Even Ed Miliband is said to buy into it. The New Statesman’s George Eaton recently reported that “Miliband is said to have emphasised that his party lost due to the failure of millions of notional supporters to turn out.”

It is depressing if Miliband has been pushing this line to his parliamentary colleagues, but not altogether surprising. Watching on television, his resignation speech on the morning of May 8th came across badly, and paled in comparison to Nick Clegg’s that same morning. Miliband accepted responsibility, and acknowledged that the voters had spoken, but made no attempt to show he knew what they had said.

However, someone who had been in the room for the speech told me they had found it emotional and powerful. There lies one of Miliband’s greatest weaknesses as leader – he too often spoke to the party, and not the country. At times, it seemed as though he was not sure what the difference was.

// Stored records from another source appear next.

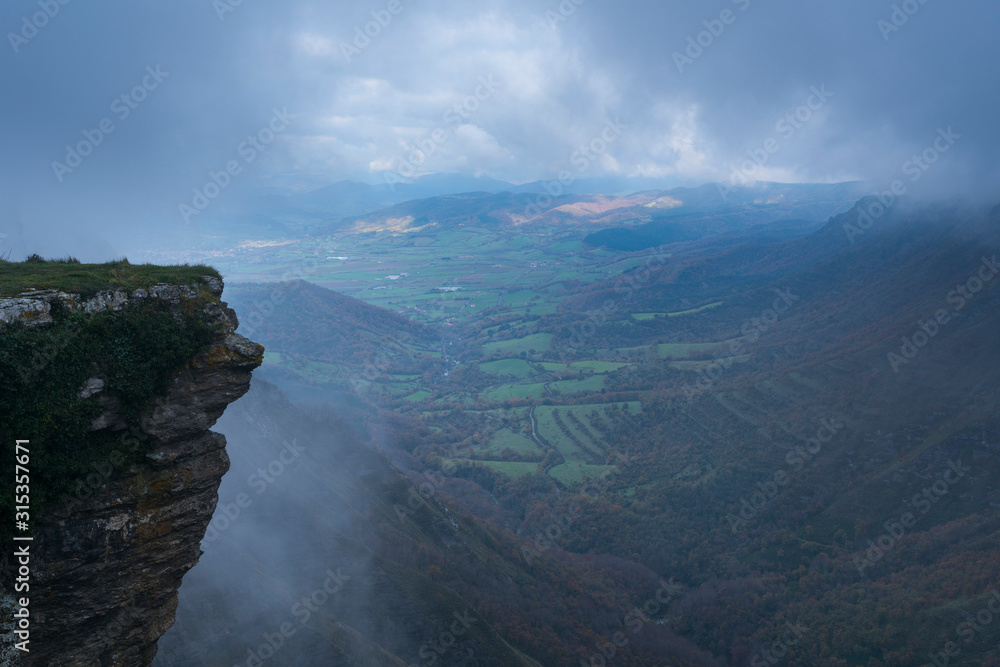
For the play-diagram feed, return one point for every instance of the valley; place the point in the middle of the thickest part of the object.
(722, 411)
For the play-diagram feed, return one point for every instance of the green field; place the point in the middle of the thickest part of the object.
(507, 439)
(574, 473)
(537, 342)
(508, 391)
(518, 368)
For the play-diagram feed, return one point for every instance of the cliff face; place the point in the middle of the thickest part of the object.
(108, 559)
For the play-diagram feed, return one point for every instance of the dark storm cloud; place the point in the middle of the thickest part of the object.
(408, 96)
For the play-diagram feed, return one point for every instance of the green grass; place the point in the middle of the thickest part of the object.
(89, 279)
(549, 430)
(507, 439)
(535, 342)
(590, 385)
(519, 368)
(512, 468)
(573, 473)
(599, 366)
(508, 391)
(707, 306)
(687, 350)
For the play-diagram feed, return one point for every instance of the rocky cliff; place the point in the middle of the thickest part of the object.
(109, 556)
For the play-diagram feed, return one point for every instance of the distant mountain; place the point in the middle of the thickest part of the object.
(350, 198)
(649, 218)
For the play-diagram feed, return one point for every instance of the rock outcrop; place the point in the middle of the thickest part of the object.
(107, 562)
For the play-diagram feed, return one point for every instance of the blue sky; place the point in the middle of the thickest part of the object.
(508, 89)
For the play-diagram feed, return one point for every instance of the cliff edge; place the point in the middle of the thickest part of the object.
(111, 546)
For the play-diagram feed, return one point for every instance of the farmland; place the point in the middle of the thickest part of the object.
(528, 408)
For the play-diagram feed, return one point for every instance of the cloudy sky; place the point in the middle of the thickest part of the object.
(824, 91)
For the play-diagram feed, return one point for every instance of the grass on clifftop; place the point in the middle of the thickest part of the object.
(87, 280)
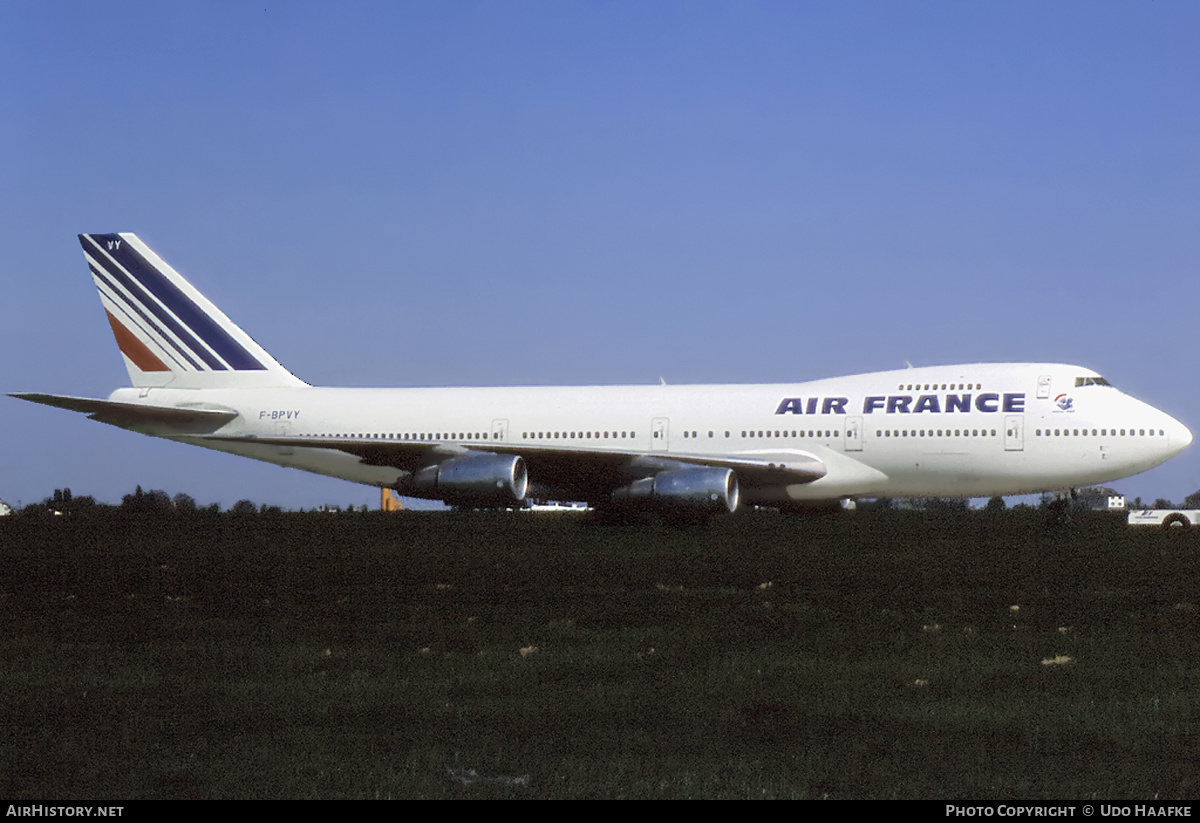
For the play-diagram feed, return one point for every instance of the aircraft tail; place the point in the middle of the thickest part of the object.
(168, 332)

Miliband’s faith, on which Labour’s election plan was founded, that there is a progressive majority in this country has been shown up as misplaced. Pointing to the rise of the Greens or the SNP does nothing to change this: were every voter gained by those two parties since 2010 to have voted Labour instead, the party would still have been second in the popular vote.

Any plan for 2020 that does not have at its heart a primary focus on winning over Tory voters is a blueprint for a third successive defeat. While simply trying to build an ‘anti-Tory coalition’ may have been convincing in a landscape that suggested the Conservatives were no longer able to win majorities, we know now that that is not the case.

Some things remain as true as they always were. Non-voters tend not to vote. Protest voters do not vote for parties who want to govern. And, perhaps most importantly, Tory votes count double – every vote you take off your main rival brings you closer to their tally than one won from a smaller party.

In a democracy, you cannot choose your opponents, your press, or your electorate. If your guide to election victory is based on changing any of these three components, or a misunderstanding of what they are, then you will lose.